5.6.5 It is recommended that a human factors investigation, hazard/risk exposure assessment, or similar study be conducted to determine the most suitable procedure for relating the choice of a specific procedure for measuring protective clothing material liquid penetration resistance to the intended protective performance of the clothing material.
5.7 This test method permits the use of a retaining screen for preventing the overextension of a specimen as pressure is applied. However, it is important that the selected retaining screen does not interfere with the observation of liquid penetration or affect the sealing of the specimen in the test cell.
5.8 A critical feature of the test is how the specimen is sealed in the test cell. Inadequate sealing of the specimen can lead to a false result (observed liquid penetration that is due to the method of sealing rather than penetration through the specimen). It is recommended that any special means used to seal specimens in the test cell be validated for providing sufficient integrity of the specimen in the test cell, not contribute to specimen damage, and not interfere with the observation of liquid penetration. Special means used to seal specimens in the test cell should be documented in the report.
5.9 A minimum number of three test specimens is established for this test method. However, it is also appropriate to establish sampling plans based on a specific acceptable quality limit using a larger number of specimens, depending on the application of the test method. Potential sampling plans for this approach are found in MIL-STD-105E, ANSI/ASQC Z1.4, and ISO 2859-1.
5.10 This test method does not address the liquid penetration of full protective clothing or ensembles.
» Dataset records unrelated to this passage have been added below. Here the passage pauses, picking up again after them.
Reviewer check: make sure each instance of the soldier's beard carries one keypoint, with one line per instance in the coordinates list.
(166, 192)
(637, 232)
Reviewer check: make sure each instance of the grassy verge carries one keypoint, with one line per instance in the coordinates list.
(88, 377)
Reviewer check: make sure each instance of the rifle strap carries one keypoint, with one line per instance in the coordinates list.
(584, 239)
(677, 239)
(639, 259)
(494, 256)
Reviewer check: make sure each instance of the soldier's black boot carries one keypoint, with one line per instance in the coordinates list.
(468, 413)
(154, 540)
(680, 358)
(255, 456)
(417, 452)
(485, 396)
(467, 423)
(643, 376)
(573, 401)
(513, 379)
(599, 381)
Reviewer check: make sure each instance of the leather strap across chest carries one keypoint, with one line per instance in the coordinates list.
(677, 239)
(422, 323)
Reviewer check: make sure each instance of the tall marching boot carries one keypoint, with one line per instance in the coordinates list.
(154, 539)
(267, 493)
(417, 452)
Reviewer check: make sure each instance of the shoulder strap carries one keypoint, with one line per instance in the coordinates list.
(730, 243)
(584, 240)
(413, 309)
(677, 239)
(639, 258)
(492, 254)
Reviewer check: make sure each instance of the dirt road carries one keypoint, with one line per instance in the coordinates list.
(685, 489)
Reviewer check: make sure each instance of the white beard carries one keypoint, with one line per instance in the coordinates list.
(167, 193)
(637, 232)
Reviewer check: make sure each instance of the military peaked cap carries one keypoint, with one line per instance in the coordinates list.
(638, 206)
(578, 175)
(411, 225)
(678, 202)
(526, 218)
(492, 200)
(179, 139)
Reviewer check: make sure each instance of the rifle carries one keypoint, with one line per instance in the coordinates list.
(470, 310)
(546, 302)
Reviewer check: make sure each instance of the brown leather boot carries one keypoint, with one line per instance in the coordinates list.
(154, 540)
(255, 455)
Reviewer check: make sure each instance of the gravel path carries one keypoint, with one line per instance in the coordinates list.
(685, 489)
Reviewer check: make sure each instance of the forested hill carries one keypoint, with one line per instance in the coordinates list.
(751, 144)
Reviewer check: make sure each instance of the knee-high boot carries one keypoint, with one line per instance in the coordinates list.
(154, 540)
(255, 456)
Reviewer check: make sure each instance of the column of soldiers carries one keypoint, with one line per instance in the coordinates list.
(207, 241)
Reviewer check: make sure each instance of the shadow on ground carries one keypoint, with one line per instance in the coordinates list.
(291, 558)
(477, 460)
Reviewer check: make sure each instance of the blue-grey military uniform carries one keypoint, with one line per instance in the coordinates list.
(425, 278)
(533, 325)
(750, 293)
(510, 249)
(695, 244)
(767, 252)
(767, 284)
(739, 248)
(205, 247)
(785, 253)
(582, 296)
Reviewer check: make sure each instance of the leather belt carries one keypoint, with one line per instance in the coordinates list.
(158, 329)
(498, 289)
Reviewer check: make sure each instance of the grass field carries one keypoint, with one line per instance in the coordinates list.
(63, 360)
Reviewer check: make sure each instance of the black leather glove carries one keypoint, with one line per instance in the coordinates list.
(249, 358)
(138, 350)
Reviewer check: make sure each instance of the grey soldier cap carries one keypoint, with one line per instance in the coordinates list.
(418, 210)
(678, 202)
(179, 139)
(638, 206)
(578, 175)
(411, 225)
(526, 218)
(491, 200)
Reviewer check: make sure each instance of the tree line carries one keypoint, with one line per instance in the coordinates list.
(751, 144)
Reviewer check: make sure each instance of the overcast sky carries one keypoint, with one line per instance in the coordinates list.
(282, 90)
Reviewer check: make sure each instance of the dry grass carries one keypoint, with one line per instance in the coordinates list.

Use Test Method F1359 to provide a complete evaluation of the liquid integrity of protective clothing or ensembles, particularly areas of the clothing or ensembles that cannot be directly assessed by this test method, such as interface areas between different items of clothing and equipment.
1.1 This test method is used to test specimens of protective clothing materials, assemblies such as seams and closures, or interfaces used in the construction of protective clothing. The resistance to visible penetration of the test liquid is determined with the liquid in continuous contact with the normally outside (exterior) surface of the test specimen.
1.2 This test method includes different procedures for maintaining the liquid in contact with the test specimen in terms of the length of exposure and the pressure applied. Suggestions are provided for how to select an appropriate procedure for liquid contact.
1.3 In some cases, significant amounts of hazardous materials will permeate specimens that pass the penetration tests. For more sensitive analyses, use either Test Method F739 or F1383 to determine permeation.
1.4 This test method does not address penetration of vapors through protective clothing materials.
1.5 This test method is not applicable to non-planar protective clothing materials, interfaces, or assemblies such as the fingertips or crotch areas of gloves, which are possible failure points.
1.6 This test method does not address the liquid penetration resistance of full protective clothing items or ensembles. Use Test Method F1359 for this purpose.
1.7 The values as stated in inch-pound units are to be regarded as the standard. The values in parentheses are for information only.
1.8 This standard does not purport to address all of the safety concerns, if any, associated with its use. It is the responsibility of the user of this standard to establish appropriate safety, health, and environmental practices and determine the applicability of regulatory limitations prior to use. Specific hazards are given in Section 7.
1.9 This international standard was developed in accordance with internationally recognized principles on standardization established in the Decision on Principles for the Development of International Standards, Guides and Recommendations issued by the World Trade Organization Technical Barriers to Trade (TBT) Committee.